Tianna: En 2014, nous étions tous les quatre, Taja, Ty et Toi, à la maison pour Noël et nous avons parlé de certaines des choses que nous voulions faire ensemble en tant que sœurs, et l’une de ces choses était de démarrer une entreprise ensemble. Nous avions tous un amour pour les ongles et le vernis à ongles, et c’est là que tout a commencé.

Nous ne venons pas vraiment d’une famille d’entrepreneurs. Nos parents étaient tous les deux de la classe ouvrière, et nous savions qu’une entreprise familiale était quelque chose sur laquelle nous voulions regarder en arrière et dire que nous l’avons fait ensemble; quelque chose qui pourrait potentiellement créer une richesse générationnelle pour nous.

 

Quoi que nous fassions en matière de production de produits, nous voulions quelque chose qui allait être bon pour nos consommateurs; un produit qui était sain et qui ne leur nuirait pas. Nous voulions vraiment nous concentrer là-dessus. Nous avons commencé à faire nos recherches sur la création et la vente de vernis à ongles végétaliens.

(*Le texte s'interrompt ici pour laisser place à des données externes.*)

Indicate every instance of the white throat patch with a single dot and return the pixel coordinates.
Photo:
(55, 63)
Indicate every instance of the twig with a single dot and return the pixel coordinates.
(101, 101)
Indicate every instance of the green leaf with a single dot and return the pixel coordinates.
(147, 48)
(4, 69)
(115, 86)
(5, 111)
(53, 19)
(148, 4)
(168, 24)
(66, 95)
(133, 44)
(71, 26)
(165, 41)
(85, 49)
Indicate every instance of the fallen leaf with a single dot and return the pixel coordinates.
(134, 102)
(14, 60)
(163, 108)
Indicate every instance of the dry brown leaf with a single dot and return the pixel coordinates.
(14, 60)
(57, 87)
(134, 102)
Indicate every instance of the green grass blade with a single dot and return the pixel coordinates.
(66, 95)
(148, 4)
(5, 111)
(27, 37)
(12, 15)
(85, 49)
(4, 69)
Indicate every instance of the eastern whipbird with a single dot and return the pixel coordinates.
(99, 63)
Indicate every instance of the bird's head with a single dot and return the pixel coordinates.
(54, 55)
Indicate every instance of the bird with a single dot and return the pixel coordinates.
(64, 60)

Taja : Quand nous avons commencé à nous plonger davantage dans la recherche, cela nous a ouvert les yeux. Nous avons commencé à regarder le plan européen en matière de cosmétiques. Il y a eu une conversation plus large sur l’impact de ces produits cosmétiques sur les personnes de couleur, et nous avons commencé à remarquer que dans ces produits, les personnes de couleur étaient exposées à plus de toxines à un niveau plus élevé dans leurs produits de beauté que toute autre race. C’est devenu un facteur de motivation énorme pour nous de changer cela.

Tianna: À partir du moment où nous avons eu cette conversation initiale, nous n’avons sorti le produit que deux ans plus tard. C’était beaucoup de recherches, et nous avons dû trouver comment démarrer une entreprise. C’était un processus, de la conceptualisation de l’apparence de la bouteille à la formule réfléchie et même aux noms des nuances, qui sont représentatifs de notre culture et de notre enfance en Floride.

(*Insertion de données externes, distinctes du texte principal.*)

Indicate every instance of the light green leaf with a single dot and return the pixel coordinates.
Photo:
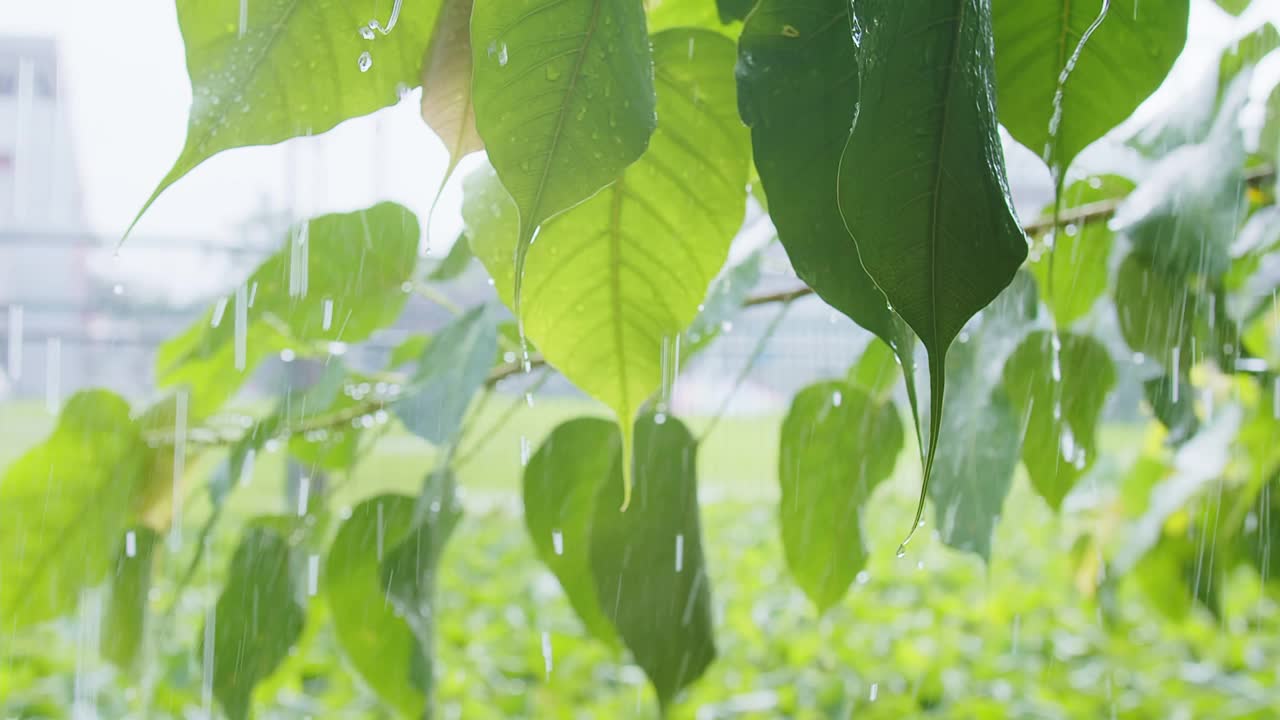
(561, 486)
(374, 634)
(613, 281)
(1079, 253)
(1185, 213)
(338, 278)
(1166, 319)
(447, 85)
(64, 506)
(266, 71)
(449, 373)
(563, 99)
(1057, 386)
(126, 616)
(1079, 67)
(837, 445)
(256, 619)
(648, 565)
(922, 180)
(973, 473)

Taja: Nous avons beaucoup réfléchi aux parties les plus petites et complexes de notre entreprise. Tout, du design de la bouteille au matériau de nos bouchons de bouteilles. Nous avons choisi une bouteille carrée, donc si elle bascule, elle ne roulera pas et ne se répandra pas. Nous avons choisi des hauts doux au toucher mat parce que c’est ce que nous avons trouvé que différents techniciens d’ongles voulaient. Nous voulions faire un produit dont nous pourrions être fiers en tant que membre de la communauté des ongles.

Tianna: Le soutien écrasant de la famille et des amis lorsque nous avons lancé l’entreprise était incroyable. De voir que les gens étaient si heureux pour nous et fiers d’avoir fait cela était incroyable. Un autre moment fort pour moi a probablement été l’année dernière lorsque nous avons été reconnus par Kandi Burruss de The Real Housewives of Atlanta. Pour être reconnu par quelqu’un de cette stature, on a l’impression que nous faisons vraiment des progrès.

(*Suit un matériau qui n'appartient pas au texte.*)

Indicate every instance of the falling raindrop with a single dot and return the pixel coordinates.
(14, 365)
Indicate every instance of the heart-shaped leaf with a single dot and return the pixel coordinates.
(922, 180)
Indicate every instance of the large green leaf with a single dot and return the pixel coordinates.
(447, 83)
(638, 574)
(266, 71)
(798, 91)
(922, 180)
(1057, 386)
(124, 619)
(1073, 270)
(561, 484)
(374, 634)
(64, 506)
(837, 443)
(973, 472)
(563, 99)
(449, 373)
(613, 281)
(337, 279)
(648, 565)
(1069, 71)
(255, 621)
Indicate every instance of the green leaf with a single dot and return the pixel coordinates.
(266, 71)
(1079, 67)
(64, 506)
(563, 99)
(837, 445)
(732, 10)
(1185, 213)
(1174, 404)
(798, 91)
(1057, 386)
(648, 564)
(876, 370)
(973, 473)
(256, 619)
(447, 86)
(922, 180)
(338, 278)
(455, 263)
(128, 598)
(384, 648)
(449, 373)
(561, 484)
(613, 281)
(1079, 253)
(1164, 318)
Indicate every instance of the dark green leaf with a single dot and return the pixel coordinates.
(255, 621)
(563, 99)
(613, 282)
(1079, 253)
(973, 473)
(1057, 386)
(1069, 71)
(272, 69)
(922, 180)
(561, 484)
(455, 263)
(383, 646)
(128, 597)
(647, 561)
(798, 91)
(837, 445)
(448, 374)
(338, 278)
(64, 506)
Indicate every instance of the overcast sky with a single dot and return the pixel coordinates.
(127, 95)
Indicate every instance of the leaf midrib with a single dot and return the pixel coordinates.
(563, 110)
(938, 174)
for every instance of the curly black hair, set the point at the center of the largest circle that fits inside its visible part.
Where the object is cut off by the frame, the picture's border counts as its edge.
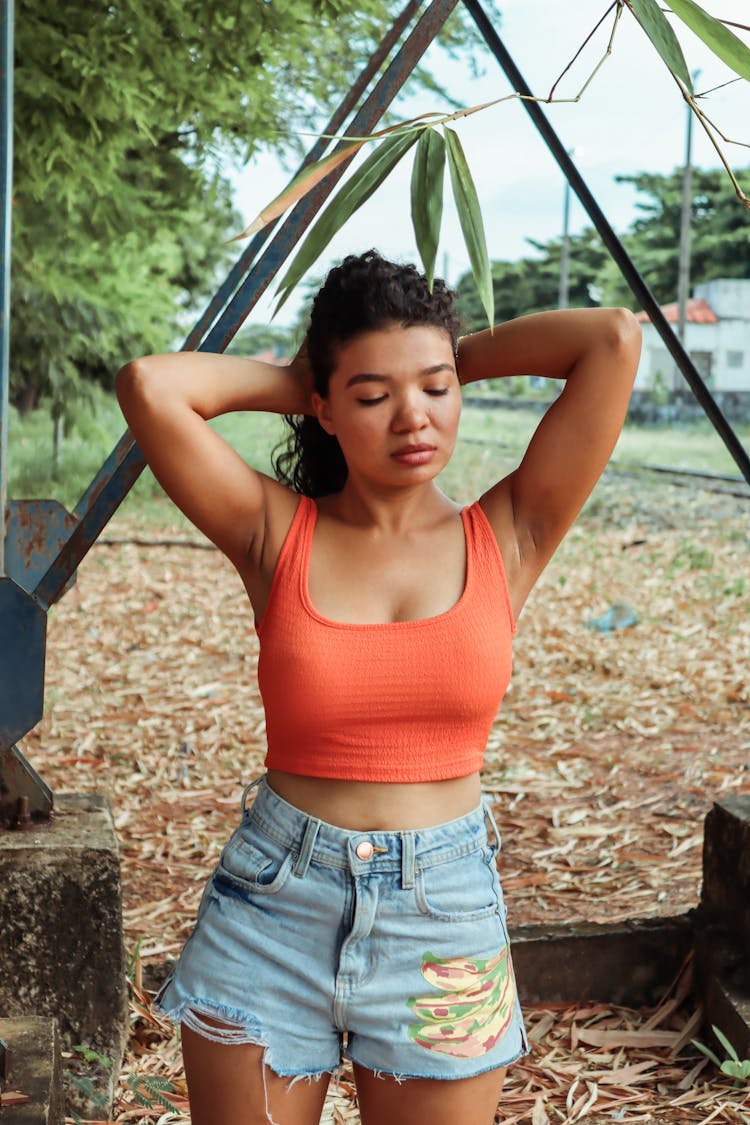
(363, 294)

Taja: Elle a vraiment propulsé notre entreprise encore plus, donc nous en sommes très reconnaissants.

Tianna : Quand il s’agit d’autres moments forts de ma carrière, je travaille tous les jours avec mes sœurs. Je pense que c’est quelque chose qui nous maintient connectés. Il n’y a pas une semaine qui passe sans que je ne leur parle — c’est vraiment un sommet pour moi.

Taja: Travailler avec mes sœurs en tant que partenaires a été incroyable. L’inconvénient est que vous travaillez en famille, alors parfois vous oubliez d’être professionnel. À part ça, nous nous complétons. Nous partageons tous des forces similaires, mais nous surpassons également de différentes manières. C’est comme une pièce d’un puzzle, et chaque sœur joue son rôle. Tout le monde a un ajustement parfait.

Au-delà de cela, un énorme sommet pour moi est probablement les témoignages de clients. Je reçois un coup de pied de quelqu’un qui a pris le temps de montrer comment notre produit les a aidés. Il y a eu des personnes allergiques à certains produits, ce qui signifie qu’elles n’ont pas utilisé de vernis à ongles depuis des années, et elles ont partagé leur témoignage selon lequel elles ont pu utiliser IV Kulture. Quand j’entends ce genre d’histoires de gens, j’ai l’impression que ce que nous faisons compte et a un impact sur les gens. C’est très enrichissant.

Aux États-Unis, les techniciens en ongles noirs ne représentent que deux pour cent de tous les techniciens certifiés ou autorisés. Ce chiffre était tellement décourageant pour nous parce qu’en tant que population, nous savons que les femmes noires en particulier, et les personnes de couleur, ont un pouvoir d’achat très, très élevé — surtout en ce qui concerne les cosmétiques de beauté et les ongles. Les techniciens des ongles noirs avec qui nous serions en contact opéreraient souvent hors de chez eux ou pas sous de grands noms établis.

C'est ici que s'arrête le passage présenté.